The report said some state and county facilities only offer one free menstrual pad option to prisoners, and the quality of the pads and how frequently they’re distributed isn’t clear. The ACLU of Nebraska said none of the facilities it surveyed offered free tampons.

“Feminine hygiene products including pads, panty liners, and tampons, in varying types, must be seen as basic human necessities, not luxury items available for purchase,” the report said. “Female prisoners deserve to be treated with dignity. Women in Nebraska’s prisons should not be shamed and humiliated for their biology.”

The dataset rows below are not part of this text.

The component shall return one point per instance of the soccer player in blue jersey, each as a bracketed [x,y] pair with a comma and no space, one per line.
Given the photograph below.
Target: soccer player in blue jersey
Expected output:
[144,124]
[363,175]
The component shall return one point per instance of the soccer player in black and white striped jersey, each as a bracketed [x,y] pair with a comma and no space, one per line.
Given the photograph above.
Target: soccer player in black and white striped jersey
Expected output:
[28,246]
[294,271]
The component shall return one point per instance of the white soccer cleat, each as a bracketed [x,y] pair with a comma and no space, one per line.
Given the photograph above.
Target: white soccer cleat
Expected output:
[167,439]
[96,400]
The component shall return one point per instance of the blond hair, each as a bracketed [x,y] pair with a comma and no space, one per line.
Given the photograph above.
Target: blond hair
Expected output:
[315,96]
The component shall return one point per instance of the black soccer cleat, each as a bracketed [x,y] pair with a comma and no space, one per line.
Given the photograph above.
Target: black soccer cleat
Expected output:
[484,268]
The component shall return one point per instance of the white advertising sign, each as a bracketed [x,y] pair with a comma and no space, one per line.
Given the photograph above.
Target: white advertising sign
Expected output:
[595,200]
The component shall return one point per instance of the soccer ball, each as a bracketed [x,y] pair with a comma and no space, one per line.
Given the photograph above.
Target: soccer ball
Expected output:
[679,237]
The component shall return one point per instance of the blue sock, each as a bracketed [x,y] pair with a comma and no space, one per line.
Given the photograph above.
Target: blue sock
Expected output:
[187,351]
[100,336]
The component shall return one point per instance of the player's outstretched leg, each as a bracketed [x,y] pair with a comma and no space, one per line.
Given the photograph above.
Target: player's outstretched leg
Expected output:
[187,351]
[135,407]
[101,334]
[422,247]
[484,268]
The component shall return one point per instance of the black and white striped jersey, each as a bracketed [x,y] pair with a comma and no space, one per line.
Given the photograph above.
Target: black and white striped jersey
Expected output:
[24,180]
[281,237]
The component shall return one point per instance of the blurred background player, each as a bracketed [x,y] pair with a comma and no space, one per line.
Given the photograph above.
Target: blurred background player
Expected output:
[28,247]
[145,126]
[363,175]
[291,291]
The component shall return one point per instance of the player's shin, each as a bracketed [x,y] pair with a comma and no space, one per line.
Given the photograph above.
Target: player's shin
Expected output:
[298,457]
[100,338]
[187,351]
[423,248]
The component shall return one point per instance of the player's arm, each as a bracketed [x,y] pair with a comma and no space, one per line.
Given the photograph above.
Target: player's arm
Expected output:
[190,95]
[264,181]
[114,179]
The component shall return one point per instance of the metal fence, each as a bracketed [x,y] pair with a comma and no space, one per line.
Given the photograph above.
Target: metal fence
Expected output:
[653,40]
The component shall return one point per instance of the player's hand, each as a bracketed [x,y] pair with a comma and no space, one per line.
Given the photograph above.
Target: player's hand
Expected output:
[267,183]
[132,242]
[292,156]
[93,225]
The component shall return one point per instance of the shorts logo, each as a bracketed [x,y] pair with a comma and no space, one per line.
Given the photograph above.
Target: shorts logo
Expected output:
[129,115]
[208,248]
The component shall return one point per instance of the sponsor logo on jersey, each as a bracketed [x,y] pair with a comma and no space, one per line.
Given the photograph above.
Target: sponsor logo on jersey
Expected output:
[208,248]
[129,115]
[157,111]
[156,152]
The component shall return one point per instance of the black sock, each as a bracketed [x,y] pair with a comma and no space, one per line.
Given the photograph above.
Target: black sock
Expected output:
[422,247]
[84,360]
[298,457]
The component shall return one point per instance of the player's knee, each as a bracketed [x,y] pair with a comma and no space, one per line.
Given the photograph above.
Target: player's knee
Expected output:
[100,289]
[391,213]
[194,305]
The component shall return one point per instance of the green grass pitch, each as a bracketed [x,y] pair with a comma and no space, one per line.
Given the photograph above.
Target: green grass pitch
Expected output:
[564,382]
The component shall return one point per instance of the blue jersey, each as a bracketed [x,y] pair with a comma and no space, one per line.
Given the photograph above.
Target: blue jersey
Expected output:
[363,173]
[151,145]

The ACLU has heard stories of inmates bleeding for days in prison or jail because they didn’t have access to tampons or pads, said ACLU of Nebraska attorney and policy counsel Scout Richters.

Richters noted that not changing tampons regularly can lead to infections and toxic shock syndrome. Inmates paid 20 percent to 50 percent more for tampons than they would outside of prison, the report said.

The ACLU of Nebraska singled out the Nebraska Department of Correctional Services, plus jails in Douglas and Lancaster counties and a youth facility that the Department of Health and Human Services runs.

The corrections and health departments said in a joint statement that the report was misleading and brought them “surprise and frustration.”

“An unlimited supply of feminine products are provided free of charge to women in our care,” said Courtney Phillips, CEO of the Department of Health and Human Services. She added that the products are “in every bathroom accessible to our female youth.”

Department of Correctional Services Director Scott Frakes said his department provides hygiene products to incarcerated women. Frakes said sanitary napkins are available in restrooms and housing units, and additional items can be bought at the prison commissaries.

Brad Johnson, director of Lancaster County’s corrections department in Lincoln, disputed the report’s suggestion that his jail wasn’t serving inmates’ needs. He said the county facility, which houses 80 to 120 female inmates each day, provides generic maxi pads for free to inmates but charges for name-brand items.

Johnson acknowledged the name-brand items may cost more at the prison than they would at a regular store, but said he hasn’t heard any complaints from inmates.

“We buy the generic pads in bulk,” he said. Inmates “can just walk up and ask for them anytime they want. Their basic needs are being met.”

Thursday’s report was released a day before a legislative hearing that will examine issues in the state corrections system, which has faced scrutiny for a litany of problems, including two deadly outbreaks of violence since May 2015. The Department of Correctional Services issued a report Wednesday to highlight improvements the agency has made despite its challenges.

The ACLU of Nebraska has filed a lawsuit against the department, alleging that some of its facilities are dangerously overcrowded.

Danielle Conrad, the ACLU of Nebraska’s executive director, said the corrections department should immediately follow the lead of the U.S. Bureau of Prisons, which changed its policy in August to require all of its facilities to issue free maxi pads and tampons to female inmates.

“This is one small but important step Nebraska leaders can take and should take to improve prison conditions,” Conrad said.

The ACLU of Nebraska report also found that Nebraska’s female prison population has been increasing, but remains slightly lower than the national average. It reported that the state has the fifth-highest incarceration rate for young women, with 119 of every 100,000 young women incarcerated or committed.